Di Bali tiada hari tanpa berkesenian. Lebih-lebih dalam kehidupan keagamaan. Tak ada ritual agama Hindu di pulau ini yang dianggap sempurna tanpa greget dan penampilan nilai-nilai seni. Ritual keagamaan mengkondisikan dan membangkitkan kehadiran beragam ungkapan seni tontonan. Hal ini seperti yang dapat disimak pada rangkaian “Karya Agung Mamungkah, Mupuk Pedagingan Lan Nganteg Linggih” di Pura Dalem Gede Sukawati, Gianyar, pada Oktober tahun ini.
Selain penyajian seni wali dan babali yang berkaitan dengan tahap-tahap prosesi upacara keagamaan, selama 11 hari, 5-16 Oktober, juga digelar puspa warna seni balih-balihan. Setiap malam, masyarakat penonton akan dapat menyimak satu hingga tiga pementasan, dari pertunjukkan yang kental klasik hingga seni pentas yang bergreget kreasi. Semua dapat dinikmati bebas dengan pakaian adat Bali tentunya.

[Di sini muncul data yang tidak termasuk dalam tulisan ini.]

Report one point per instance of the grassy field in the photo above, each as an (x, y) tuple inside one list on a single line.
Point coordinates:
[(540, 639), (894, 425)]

Pergelaran wayang kulit tampak begitu dominan. Tak kurang dari tujuh dalang akan berkisah dan tampil memberi hiburan, tontonan, dan tuntunan. Sukawati sebagai lumbung seni pewayangan Bali memang memiliki seniman-seniman pedalangan yang tangguh dan kreatif. Selain itu, penonton juga dapat menikmati wayang Calon Arang (Wayan Mayun), wayang Tantri (Wayan Wija), dan wayang Babad (Ketut Sudiana). Seorang dalang cilik setempat, Bagus Natya, juga akan unjuk kebolehan pada Oktober.
Selain eksis dengan wayang kulitnya, Sukawati mewarisi drama tari Parwa, seni pertunjukkan wayang orang yang bersumber dari cerita Mahabrata. Dengan penuh semangat berkaitan dengan karya agung di Pura Dalem Gede tersebut, dibangkitkan kembali teater Parwa oleh sebuah komunitas seniman di Banjar Babakan, Sukawati. Seni drama tari klasik yang didukung seniman muda berbakat ini akan dapat disimak pada 11 Oktober. Penampilan grup Parwa Punarbawa Sukawati ini merupakan tontonan langka, sebab bentuk seni pertunjukkan ini kian merginal ditengah masyarakat Bali masa kini.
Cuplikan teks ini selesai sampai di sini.